Social Media Gave us so Much…Now It’s taking back…with interest.

Social Media Gave us so Much…Now It’s taking back…with interest.

‘People like seeing their friends online’ is a line from The Social Network; one of my favourite Fincher films, which is saying something. I’m old enough to remember the heady days of discovering Bebo. Suddenly I was on the internet, and a whole new form of socialising opened up to me. The novelty of it; what wallpaper would I use, which photos would I use…all became pressing concerns…Getting tagged in a photo was manna for the soul, or so I thought.  Self absorption is the preserve of youth, or should be anyway. Yet here I am in my thirties still talking about myself online.

Most, like me, are old enough now to have seen social media grow and mutate right in front of their eyes. Yet when I started uploading photos of myself and listing my favourite bands, I didn’t envisage it morphing into this, did you? What started as a wondrous foray into that world, akin to Charlie and the gang arriving in Wonka’s garden of desserts and all things indulgent, has turned into the dark, fear and panic laden descent down the terrifying tunnel.

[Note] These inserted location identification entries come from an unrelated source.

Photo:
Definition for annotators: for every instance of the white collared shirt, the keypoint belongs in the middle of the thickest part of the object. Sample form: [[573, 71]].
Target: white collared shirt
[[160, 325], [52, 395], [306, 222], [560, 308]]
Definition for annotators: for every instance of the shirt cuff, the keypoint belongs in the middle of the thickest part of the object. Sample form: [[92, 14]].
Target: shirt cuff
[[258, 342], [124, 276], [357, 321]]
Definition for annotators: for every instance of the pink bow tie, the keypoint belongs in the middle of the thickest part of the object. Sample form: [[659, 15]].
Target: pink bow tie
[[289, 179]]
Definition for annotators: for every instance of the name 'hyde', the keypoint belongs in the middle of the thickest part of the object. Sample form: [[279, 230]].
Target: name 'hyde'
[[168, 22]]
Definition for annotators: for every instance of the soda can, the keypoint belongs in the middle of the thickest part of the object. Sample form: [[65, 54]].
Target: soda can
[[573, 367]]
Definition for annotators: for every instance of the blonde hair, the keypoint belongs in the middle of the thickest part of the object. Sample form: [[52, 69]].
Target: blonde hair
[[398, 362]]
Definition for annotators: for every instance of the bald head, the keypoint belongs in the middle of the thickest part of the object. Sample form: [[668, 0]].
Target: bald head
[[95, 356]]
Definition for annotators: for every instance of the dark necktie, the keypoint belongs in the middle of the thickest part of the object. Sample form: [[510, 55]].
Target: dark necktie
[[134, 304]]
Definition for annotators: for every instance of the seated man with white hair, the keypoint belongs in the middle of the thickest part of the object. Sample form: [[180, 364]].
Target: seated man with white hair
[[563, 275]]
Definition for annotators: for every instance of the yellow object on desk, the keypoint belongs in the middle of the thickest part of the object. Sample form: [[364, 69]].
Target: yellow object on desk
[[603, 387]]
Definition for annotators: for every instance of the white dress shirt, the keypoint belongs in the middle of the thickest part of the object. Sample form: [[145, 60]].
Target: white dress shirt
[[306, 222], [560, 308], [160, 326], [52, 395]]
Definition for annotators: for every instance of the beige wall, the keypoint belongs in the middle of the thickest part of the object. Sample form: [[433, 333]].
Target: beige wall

Yet, whilst most decry social media in some shape or form, we all mostly use it, so how can I square that circle? I am becoming more and more uncomfortable with social media, and my engagement with it. Although I like the odd humble brag about my running on insta, so there’s that! Has the horse bolted? Is it too late to have a conversation about its ever engulfing influence on our world and our discourse.

What’s the problem?

Like most aspects of our society The Pandemic has crystallised the vulnerabilities social media is exposing. We are stuck living life in and out of lockdowns, with our frustration and anger readily palpable. Yet what to do when placed in a dire situation, with nobody to blame for it? Yep, take your anger online and squabble with some random lunatic.

I went through a bad phase of doing so. Squabbling with people who had no interest in discussing things fairly. People who just wanted to belittle and demean anyone they wanted to (see teacher hate blog entry). Whenever an inflammatory article was posted, or rather  a misleading headline, the crows would assemble ready to squawk, and I was one of ’em.  What was I doing? A form of self harm I guess.

Thankfully I decided to take a book from the shelf and immerse myself in a world of fiction, a grand time to enter a parallel realm. My perusal of idiocy is at end, and in good time too. My foolish foray got me thinking though, has the online social world gotten caustic in the last year. Was it ever thus? What do I want my part in it to be?

Rabbit Hole to a Squalid Land

It appears to me things are descending down the rabbit hole at apace. Before Corona I was able to minimise the extreme and unsettling views of some online to a tiny subset of our world. Which has been in existence in our physical world eternally anyhow. Except now, given we must remain at home, the online social world is our main source of connectedness. Whilst connectedness is to be savoured at the minute (thank God for facetime), we are walking a tightrope.

With politicians unable to meet people face to face, they are getting their ‘word from the ground’ from a world where views are embittered, extreme and entrenched. Social media is actually shaping policy now; no longer the preserve for a minority of a few irate, ranting individuals.

Word on the ground at the minute is vitriolic, vehement stuff as highlighted above. We are all coping in our own way, some better than others. We are seeking to put meaning on something that makes no sense. There is nobody to blame; so who can we lash out at? Each other, I guess. This, it seems, is what is sending some hurtling down rabbit-holes to the intense world of conspiracy theory.

The cynic in me, might suggest, as I have in previous blogs, that this is driven by a selfishness inherent to the human race. I hope, it’s just that, and that some are simply not coping well. Yet, what if the politicising of Covid-19 is simply borne out of people not wanting to make sacrifices and wanting to, like their social media page, be the centre of it?

What to do…

Of the many fine words in the English language, should is not one of them. So I won’t bore you with what should happen, and what should social media be for. Best to deal with what is. I shall only reflect on what has helped me get a handle on my own interactions with, what has all of a sudden become a furious beast.

For me, taking a step back has been a nice reprieve. As I have said, upping my fiction intake has helped massively, not a bad time to enter the realm of fiction eh? The likes of Tolkien and Atwood are providing the necessary complete break with reality, that I feel is needed for me at the minute. A kind of a if a tree falls in the woods…approach.

Like our interactions in the world right now, it’s up to ourselves what way we want to do that. Is it sad that something designed to make us social is now turning on us? Maybe so, yet as always, it is us that has the final say on what the outcome will be.